Запах прохлады. Лераиш опускает лицо в воду. Глоток, еще. Он прополаскивает рот и сплевывает воду с черной кровью, а затем зажмуривается и омывает лицо дрожащей рукой. Глаза в отражении черны. «Его глаза! Всмотритесь в падшего!.. Смотрите на глаза!», — звучат отрывки фраз в голове. Еще несколько глотков, чтобы избавиться от горечи во рту. Лераиш отползает в сень ближайшего дерева, опирается плечом о ствол. Запах коры разбавляет вонь засохшей рвоты, которая застряла в ноздрях.
Слишком слаб сейчас, чтобы удивляться или бояться.

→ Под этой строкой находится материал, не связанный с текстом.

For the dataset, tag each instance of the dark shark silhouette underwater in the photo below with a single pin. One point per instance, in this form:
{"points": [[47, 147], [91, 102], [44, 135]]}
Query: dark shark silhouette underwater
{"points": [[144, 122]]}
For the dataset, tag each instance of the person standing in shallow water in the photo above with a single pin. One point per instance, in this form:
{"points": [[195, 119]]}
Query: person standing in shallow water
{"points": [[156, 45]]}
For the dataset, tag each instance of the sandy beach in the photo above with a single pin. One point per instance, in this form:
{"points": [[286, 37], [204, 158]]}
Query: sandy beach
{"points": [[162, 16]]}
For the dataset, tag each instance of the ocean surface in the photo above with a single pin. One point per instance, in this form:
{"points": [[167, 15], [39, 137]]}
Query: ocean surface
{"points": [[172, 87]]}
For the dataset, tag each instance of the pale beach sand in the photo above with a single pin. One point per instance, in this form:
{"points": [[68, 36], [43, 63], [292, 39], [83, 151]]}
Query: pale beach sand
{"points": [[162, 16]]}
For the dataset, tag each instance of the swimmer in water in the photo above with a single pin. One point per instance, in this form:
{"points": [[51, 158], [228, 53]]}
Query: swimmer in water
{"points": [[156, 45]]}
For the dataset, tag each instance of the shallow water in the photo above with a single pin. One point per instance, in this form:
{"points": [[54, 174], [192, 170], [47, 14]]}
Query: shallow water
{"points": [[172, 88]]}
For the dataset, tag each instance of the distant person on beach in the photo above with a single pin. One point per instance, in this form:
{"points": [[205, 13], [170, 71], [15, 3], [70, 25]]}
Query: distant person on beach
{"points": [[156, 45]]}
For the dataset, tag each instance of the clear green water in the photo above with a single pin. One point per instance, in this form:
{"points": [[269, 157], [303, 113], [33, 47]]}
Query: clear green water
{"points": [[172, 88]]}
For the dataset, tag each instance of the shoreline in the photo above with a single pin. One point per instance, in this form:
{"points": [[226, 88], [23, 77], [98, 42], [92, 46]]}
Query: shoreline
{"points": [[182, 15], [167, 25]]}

Рядом заметны крошечные ягоды земляники и, сорвав их, Лераиш бросает в рот вместе со стеблями. Реальность вздрагивает, Лераиш снова проваливается в беспамятство.
Непонятно, ночь ли, или день. И уже не сны похожи на реальность, а наоборот. Но боль приходится терпеть в обоих измерениях, терпеливо шагая вперед; как можно дальше от того места, который был домом. В небе полная луна, такой яркой, как сейчас, Лераиш ее не видел никода. Словно солнце, только свет намного мягче, и его течение по воздуху хорошо видно. Опираясь на замшелую, но прочную ветвь, он старается напрягать мышцы одних лишь рук, ведь каждый импульс, переданный к спине, отражается болью, от которой невольно подгибаются колени. И обоняния сразу же касается призрачный запах паленого мяса и перьев. Сейчас Лераиша не волнует тот факт, что стихия воздуха для него теперь закрыта навсегда; вместе с этим он осознает, что это лишь последствия шока, но потом не одна слеза прольется по отнятым крыльям.

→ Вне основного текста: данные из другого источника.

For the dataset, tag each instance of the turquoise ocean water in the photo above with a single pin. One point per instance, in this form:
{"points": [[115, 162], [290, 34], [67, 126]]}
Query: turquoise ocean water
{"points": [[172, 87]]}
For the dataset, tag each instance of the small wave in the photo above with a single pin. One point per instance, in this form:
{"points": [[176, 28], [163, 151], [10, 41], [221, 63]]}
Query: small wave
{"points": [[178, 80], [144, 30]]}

Всего лишь сто шагов, и слабость становится невыносимой. Каждая мышца дрожит, грозясь сорваться с кости. Лераиш опускается на колени; а перед глазами пространство начинает утопать во тьме. Он вытирает холодную испарину со лба, ждет, когда вернется зрение, когда дрожь уймется в теле.
Пятьдесят шагов, после которых Лераиш уже валится с ног, теряя сознание.
Сколько раз он шел под луной и прятался от солнца в тени? Глаза реагировали на последнее, как на жидкое пламя. Кажется, что сознание едва тлеет, и лишь необъяснимый инстинкт заставляет двигаться вперед.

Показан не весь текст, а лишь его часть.